Двигаться стало еще труднее, так как из песчаного дно реки стало каменистым, гладким и скользким от водорослей. Мы оступались, сыпали проклятьями, разбивали себе колени и без конца плюхались в воду. Если б можно было надеяться, что в дальнейшем продвигаться станет легче, это еще куда ни шло, но у нас были все основания полагать, что впереди дорога будет еще Хуже. Однако, несмотря ни на что, мы должны были идти вперед — нашей наградой будут ценные географические данные, которые мы соберем впервые.

— Дикари! — вскричал Костин как-то днем, когда мы с ним, потихоньку отталкиваясь шестами, подходили к очередному перекату, меж тем как Ли отправился назад, чтобы помочь второй лодке. — Вон там, прямо перед нами, майор! — Он указал на песчаную отмель в четверти мили от нас, и я увидел восемь коричневых фигур, которые внимательно смотрели в нашу сторону.

— Поворачивайте к берегу, — распорядился я. — Да поживее! Ждите меня в лодке, а я пойду к ним, постараюсь завязать с ними дружбу.

Взять с собою ружье — значило показать, что ты враг, поэтому я пошел к ним с пустыми руками, делая дружественные жесты, хотя и не был уверен, как они поступят, — может быть, повернутся и скроются в лесу. Но вместо этого дикари построились полукругом, натянули луки и с нацеленными стрелами стали медленно приближаться ко мне. Положение было не из приятных — индейцы были явно враждебно настроены, а чувство собственного достоинства не позволяло мне отступить. Когда дикари оказались на расстоянии сотни ярдов от меня, они пришли в необычайное возбуждение, и, оглянувшись, я увидел, что из-за поворота реки выходит вторая наша лодка. Когда я снова повернулся к дикарям, то увидел только их спины — они бросились врассыпную к ближайшему укрытию.
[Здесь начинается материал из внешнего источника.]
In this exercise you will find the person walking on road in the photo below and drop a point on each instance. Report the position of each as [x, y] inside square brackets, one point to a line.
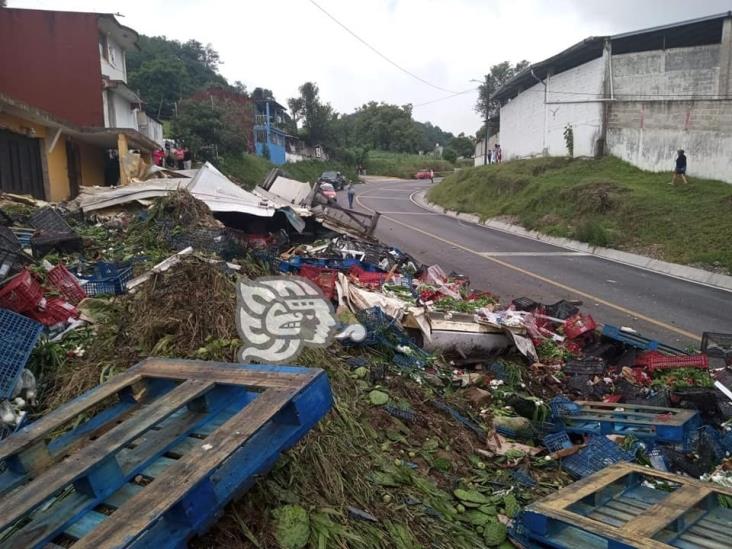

Я последовал за ними и остановился примерно в сорока ярдах от того места, где они скрылись. Напрасно я старался дать им понять, чтобы они вышли ко мне, и даже пустил в ход те немногие слова, которые выучил у гуарайю. Сделав знак Костину, чтобы он принес немного сахару и другие мелкие вещи из лодки, я показал все это индейцам, положил на большой камень и удалился. Некоторое время спустя индейцы вышли из укрытия и внимательно осмотрели мои подношения. Потом они отошли к опушке леса, положили там свое оружие и приблизились ко мне. Мы были признаны друзьями.

Эти индейцы принадлежали к малочисленному племени эчока, владевшему расположенной поблизости большой плантацией, с которой мы получили от них в подарок маниоку, маис и бананы. Они дали нам также рыбы и настояли на том, чтобы мы позволили им тянуть наши лодки. Так мы добрались до их большой общинной хижины, где вместе с ними провели ночь и где нас радушно принимали и угощали.

На следующий день мы оставили лодки у наших новых друзей и отправились дальше пешком, неся багаж на себе. Некоторое время индейцы сопровождали нас. К моему удивлению, они рассказали, что у них была стычка со сборщиками каучука, и показали место, где она произошла. Это меня поразило; я никак не предполагал, что сборщики проникли так далеко вверх по реке; во всяком случае мы не ожидали встретить какие-либо признаки цивилизации после того, как покинули Мадре-де-Дьос.

Я знал, что мы находимся недалеко от Тамбопаты, и намеревался дойти до этой реки, произвести там необходимую работу и замкнуть круг, построив бальсу и спустившись на ней до Астильеро.

Дичи кругом было полно. В каждом озере водилась рыба, кроме того, мы подстрелили двух тапиров — их превосходное мясо походило по вкусу на говядину. Всюду по пути попадались плантации эчока, которые обильно снабжали нас овощами и фруктами. Право же, от великодушия этих добрых дикарей нам становилось просто не по себе.